What I’m going to offer you now is a small roadmap – a walk through what I discovered was important in hearing God’s call and living it in love. This walk brought me to the priesthood but, obviously, it won’t take everyone there. This may take you to married life, consecrated virginity, the religious life, missions – who knows?

I think the first thing I can offer you is a comfort. Your very question hints at the possibility that you want to know and obey God’s will for your life. If that is the case, then I tell you be at peace. You can be sure that, if you want God’s will done in your life, it will be. It is a great gift from God to know that if we give him permission, he will guide us along the right path. However, we must give him permission.

God is all-powerful, God is all-knowing. He conquered sin and death for all time: dying for our sins and rising from the dead. Yet, even with that, he waits for our permission before he acts in our lives. Because of how free will works, any pursuit of your vocation must begin with your surrender to God. The first step to surrendering to God is doing it through prayer. For me, the prayer was simple: “Lord, I give you permission to take control of my life. Show me what you want me to do and help me to do it.” I prayed that prayer each day in college and through some of high school.

Once you give God your daily surrender, you can be confident that you will find and live your vocation in loving and joyful obedience to God. This leads us into the next step: Relax! I know it sounds crazy to type that, but to me, it’s so important. When we speak our daily (and sometimes hourly) surrender to God, we can know with confidence that we are not powerful enough to confound or confuse God. Make no mistake; your sin can slow the plan down, but when you take your daily surrender and repentance and offer them to God’s love and power, you can be at peace knowing God’s will has won.

So, you’ve surrendered to God and placed your trust in his guidance. How do you continue? Through daily personal prayer and an active sacramental life.

We simply must spend time each day sitting with the Lord, reading and reflecting on his word and looking for ways to live those words in our daily lives. Make sure you talk to a person you look up to spiritually and find the way to pray that resonates with you. With that, be sure and immerse yourself in the life of your church. Find out who to talk to in order to get involved with the Mass in the way that matches your skills: reader, Mass set-up and/or serving, anything like that. Get close to the liturgy through your prayerful and active participation. Read about the Mass in your spare time and learn the rhythm and heart of our sacred celebration.
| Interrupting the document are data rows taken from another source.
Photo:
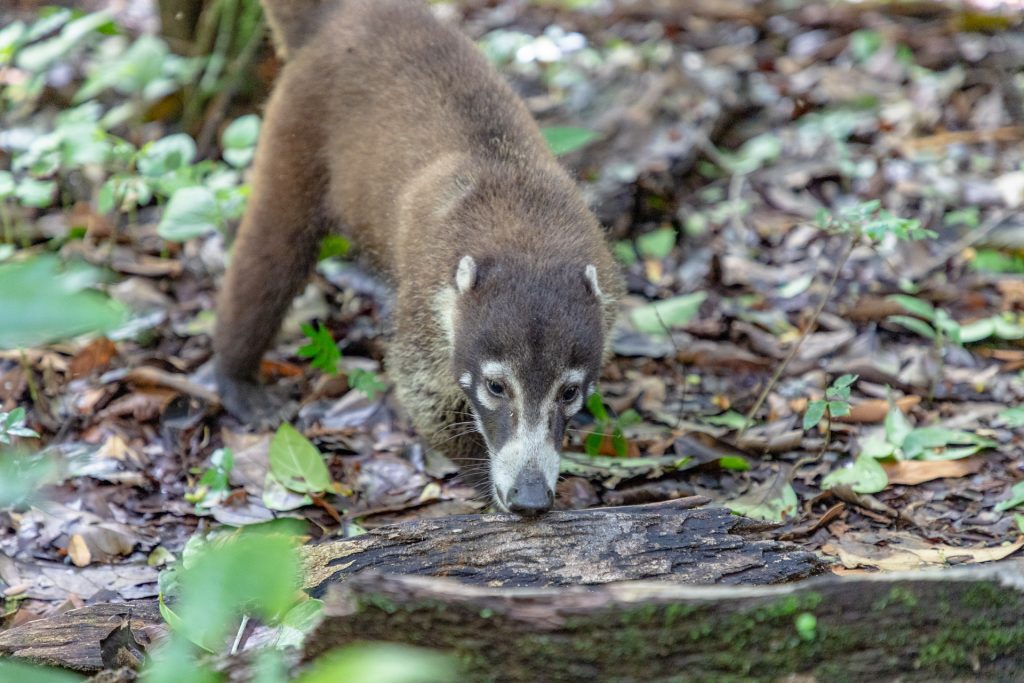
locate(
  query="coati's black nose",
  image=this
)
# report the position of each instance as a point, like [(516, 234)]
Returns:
[(530, 495)]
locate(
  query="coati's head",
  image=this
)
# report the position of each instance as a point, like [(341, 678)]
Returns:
[(527, 340)]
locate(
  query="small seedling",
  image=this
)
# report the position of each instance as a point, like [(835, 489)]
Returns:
[(835, 404), (322, 349), (366, 382), (608, 427), (213, 486)]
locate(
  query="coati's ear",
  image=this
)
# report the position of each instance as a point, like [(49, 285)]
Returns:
[(590, 272), (465, 276)]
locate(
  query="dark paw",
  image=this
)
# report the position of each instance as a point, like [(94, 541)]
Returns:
[(257, 406)]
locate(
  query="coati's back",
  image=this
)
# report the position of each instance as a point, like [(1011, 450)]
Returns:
[(393, 127)]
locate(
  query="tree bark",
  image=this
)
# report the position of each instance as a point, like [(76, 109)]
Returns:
[(962, 624), (672, 541)]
To me, reconciliation wasn’t a big part of the path until seminary and that is one significant gap I noticed in retrospect: a gap that caused a lot of problems. Because of that, I urge you to make sure that the sacrament of reconciliation is a staple of your spiritual life. Be sure and go to this sacrament at least once a month. Learning to be alert to sin and the damage it does to us bears incredible fruit, as it teaches us about the wonder of God’s unending mercy and love.

Beyond this, make sure that you are talking to people about their vocations. Ask that happy and holy married couple how they met. Talk to priests who love what they do and ask them how they got there. Find people who clearly are doing what God made them to do. Listen and ask questions.

Finally, be attentive to the gifts and talents God has given you. Look at what people compliment you on or about and see where that fits into the world around you. Whatever life God is calling you to, he has given you all you need to be faithful in it. The hints of that life can be found in your personality and life skills.

I want to end this with a great prayer for discerning God’s will for your life that I got from the USCCB website.


Lord, my God and my loving Father, you have made me to know you, to love you, to serve you, and thereby to find and to fulfill my deepest longings. I know that you are in all things, and that every path can lead me to you.


But of them all, there is one especially by which you want me to come to you. Since I will do what you want of me, I pray you, send your Holy Spirit to me: into my mind, to show me what you want of me; into my heart, to give me the determination to do it, and to do it with all my love, with all my mind, and with all of my strength right to the end. Jesus, I trust in you. Amen

I pray that God continues to bless and guide you all the days of your life!